I have spoken frequently over the years about the amazing strength of our local communities. Never has that strength and cohesion been so needed and so evident in recent weeks.

As the emergency continues and the numbers of cases increase, I think it is important to reflect on the many good and inspirational things that are happening in Hambleton and Richmondshire. So many people and organisations are really going above and beyond to protect the most vulnerable in our communities.

Two weeks ago I paid tribute to the many businesses that had responded to the lockdown and isolation measures by launching delivery services. Since my constituency office staff started compiling a list of these businesses – updated daily on my website - it has more than doubled in length.

The COVID-19 support groups set up on Facebook in every town have continued to grow in size as the number of people prepared to help with those deliveries – not just of food but prescriptions and medicines – come forward.

Our county council has played a vital role in co-ordinating the efforts of these groups and the wider voluntary sector to ensure that the large number of elderly residents in our area who may be living alone and in isolation are looked after.

Staff at our two district councils are also playing their part in maintaining essential services and also making sure the economic aid for companies I have announced in recent weeks gets to them quickly.

I was delighted to hear that within just days of the schemes opening to applications, Hambleton District Council had paid out £11m to more than 1,600 businesses and Richmondshire District Council had distributed £5.4m to 470 businesses.

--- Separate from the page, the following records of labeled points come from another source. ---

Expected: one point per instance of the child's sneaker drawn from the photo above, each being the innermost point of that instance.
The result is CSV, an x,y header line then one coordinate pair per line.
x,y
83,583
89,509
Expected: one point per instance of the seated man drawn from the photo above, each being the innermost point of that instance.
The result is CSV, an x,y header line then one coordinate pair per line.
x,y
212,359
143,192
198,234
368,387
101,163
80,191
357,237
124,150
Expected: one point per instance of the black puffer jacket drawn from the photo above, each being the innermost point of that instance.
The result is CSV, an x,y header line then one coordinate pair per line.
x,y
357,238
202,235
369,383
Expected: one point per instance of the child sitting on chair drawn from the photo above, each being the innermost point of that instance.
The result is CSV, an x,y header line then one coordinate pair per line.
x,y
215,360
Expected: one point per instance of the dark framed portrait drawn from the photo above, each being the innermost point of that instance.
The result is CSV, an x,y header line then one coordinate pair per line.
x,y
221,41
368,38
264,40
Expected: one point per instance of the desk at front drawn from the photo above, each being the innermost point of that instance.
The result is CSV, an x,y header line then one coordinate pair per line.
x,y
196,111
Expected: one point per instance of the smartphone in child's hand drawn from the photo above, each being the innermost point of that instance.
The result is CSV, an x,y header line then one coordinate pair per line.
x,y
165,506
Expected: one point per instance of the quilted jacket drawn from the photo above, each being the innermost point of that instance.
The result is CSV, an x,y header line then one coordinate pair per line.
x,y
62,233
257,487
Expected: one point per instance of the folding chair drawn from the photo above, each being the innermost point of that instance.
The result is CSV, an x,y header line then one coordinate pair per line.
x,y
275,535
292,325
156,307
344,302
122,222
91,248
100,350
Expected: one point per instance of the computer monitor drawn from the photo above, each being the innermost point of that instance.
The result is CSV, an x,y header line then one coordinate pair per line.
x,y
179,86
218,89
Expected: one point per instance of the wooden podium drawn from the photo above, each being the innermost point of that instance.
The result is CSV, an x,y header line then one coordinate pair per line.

The vast majority of remaining businesses eligible for these lifeline grants of £10,000 or £25,000 are expected to be paid by the end of this week.

So many people and enterprises are coming up with new ideas to help in the crisis. Like Labman near Stokesley, an amazingly innovative automation and robotics company I have had the privilege of visiting.

It has given over half its production area to the making of masks for the NHS and other frontline health workers with help from local people and even whole families, who are volunteering to work together.

The firm is producing up to 3,000 masks a day on a not-for-profit basis which are going to the James Cook University Hospital and other health facilities in the area.

This is a critical time for the NHS locally as the pandemic approaches its peak. I have received regular updates from local health managers and doctors. They are prepared and I am pleased to say the Friarage Hospital is playing its part. Doctors, nurses and support staff are doing an incredible job under great pressure.

At the start of Easter weekend – not that it feels like it in these extraordinary times – I make no apology in repeating the phrase: Stay Home, Protect the NHS, Save Lives. It is only by doing so that we will protect ourselves and our loved ones.

Lastly, I am sure you will join me in wishing the Prime Minister a safe and speedy recovery.